Example B: There are a number of theoretical bounds which make claims about number of training samples given the number of parameters in a model required for good generalization. Details for the lemma, which are based on the preference for simplicity of Occam's razor, can be checked here.
The problem is, a lot of these theoretical bounds are extremely loose, i.e. one should not assume that if theory says we need a large number of examples, that we actually need that many. In practice requirements for total amount of data required is usually less restrictive that theoretical bounds suggest.
Example C: Similar theorems exist for predicting convergence time of various algorithm. For example, for the perceptron algorithm, we have theoretical bounds saying convergence is guaranteed in number of iterations = exponential in dimensionality of input space.
However, in the average case the algorithm is relatively efficient and only needs polynomial time.
Example D: According to the no free lunch theorem, any two classifiers are equivalent when their performance is averaged across all possible problems. This means that if classifier A outperforms classifier B for some problems, then classifier B must outperform classifier A over other problems.
Here is what wikipedia says about the no free lunch theorem.
... . That is, the NFL states what the NFL states in the mathematical statements and it is nothing more than that. For example, it applies to the situations where the algorithm is fixed first and a nature can choose a worst problem instance to each fixed algorithm. Therefore, if we have a "good" problem in practice or if we can choose a "good" learning algorithm for a given particular problem instance, then the NFL does not mention any limitation about this particular problem instance.

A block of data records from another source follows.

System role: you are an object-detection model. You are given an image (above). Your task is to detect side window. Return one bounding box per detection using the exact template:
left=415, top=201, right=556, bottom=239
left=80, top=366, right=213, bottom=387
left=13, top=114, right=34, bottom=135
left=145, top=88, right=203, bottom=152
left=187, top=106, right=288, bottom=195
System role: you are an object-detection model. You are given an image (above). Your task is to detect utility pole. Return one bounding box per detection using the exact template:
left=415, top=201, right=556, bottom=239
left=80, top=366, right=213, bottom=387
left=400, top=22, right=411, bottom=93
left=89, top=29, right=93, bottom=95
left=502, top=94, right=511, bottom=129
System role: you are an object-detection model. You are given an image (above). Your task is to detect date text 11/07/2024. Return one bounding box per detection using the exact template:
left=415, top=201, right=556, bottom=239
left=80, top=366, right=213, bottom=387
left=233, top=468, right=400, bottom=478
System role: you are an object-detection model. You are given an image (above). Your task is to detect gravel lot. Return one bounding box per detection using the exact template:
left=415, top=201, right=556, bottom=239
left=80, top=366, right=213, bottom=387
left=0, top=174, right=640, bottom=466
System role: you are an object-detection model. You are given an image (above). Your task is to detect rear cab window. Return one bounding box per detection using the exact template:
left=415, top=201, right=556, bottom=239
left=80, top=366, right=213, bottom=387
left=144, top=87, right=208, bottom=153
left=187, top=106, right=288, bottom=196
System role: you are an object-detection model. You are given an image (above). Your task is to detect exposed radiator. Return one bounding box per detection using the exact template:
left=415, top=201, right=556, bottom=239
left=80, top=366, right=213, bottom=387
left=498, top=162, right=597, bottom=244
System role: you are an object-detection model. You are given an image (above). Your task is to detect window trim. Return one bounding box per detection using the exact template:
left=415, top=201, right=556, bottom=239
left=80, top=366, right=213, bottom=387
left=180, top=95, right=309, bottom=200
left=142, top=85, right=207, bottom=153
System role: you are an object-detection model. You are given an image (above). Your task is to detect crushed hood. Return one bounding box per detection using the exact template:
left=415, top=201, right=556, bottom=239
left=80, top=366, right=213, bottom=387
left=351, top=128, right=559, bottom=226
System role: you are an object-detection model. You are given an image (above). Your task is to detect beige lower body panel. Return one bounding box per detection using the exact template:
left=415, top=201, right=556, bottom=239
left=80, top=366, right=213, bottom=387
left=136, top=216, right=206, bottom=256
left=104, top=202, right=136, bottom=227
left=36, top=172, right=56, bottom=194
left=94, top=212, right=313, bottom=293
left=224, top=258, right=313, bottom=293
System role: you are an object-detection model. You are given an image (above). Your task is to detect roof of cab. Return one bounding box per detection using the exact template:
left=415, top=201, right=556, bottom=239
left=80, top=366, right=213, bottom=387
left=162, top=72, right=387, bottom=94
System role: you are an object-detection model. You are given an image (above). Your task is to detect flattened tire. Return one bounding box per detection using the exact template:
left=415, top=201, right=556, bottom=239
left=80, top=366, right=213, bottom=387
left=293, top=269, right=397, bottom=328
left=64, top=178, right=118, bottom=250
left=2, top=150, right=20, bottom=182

Moreover, let us see what does "average over all possible problems" actually mean? Let's consider all classification problems that map 10-dimensional input to a one-dimensional output. To keep things simple, let us assume all inputs and outputs take binary values. These are quite realistic constraints. For example, one can imagine a problem where we need to predict the gender of a person, male / female, based on 10 binary features.
Mathematically, there are 2^(2^10) possible problems (there are 210 possible inputs, and each problem is defined as the the output produced for each input. Since each output has 2 possible values, we have 2^(2^10) possible problems).
Notice that for a typical problem in the set of all possible problems, each input dimensions interacts with every other input dimension in a chaotic way, i.e. input dimension 1 by itself doesn't tell you much about the output, input dimension 2 by itself doesn't tell you much about the output, input dimension 3 by itself doesn't tell you much about the output, and so on. On average, there is no correlation among features, and there is no independence.
In realistic problems, dimensions usually have a semantic meaning. This means that the dimension is often directly correlated with the output. Even if that is not true for an individual dimension, in realistic problems, a small set of the features is enough to provide evidence towards output being 1 or 0 in isolation, i.e. regardless of the value of the other features. Almost all problems in the real-world have this property. Hence, it does not make much sense to consider all possible problems in the mathematical sense.
Although theoretical guarantees can be used for guiding research directions and making decisions in practice, in machine learning there is often a wide gap between practice and theory. It is important to understand this gap, and be cautious to not extrapolate a theorems results in-order to use it for decision making in practice.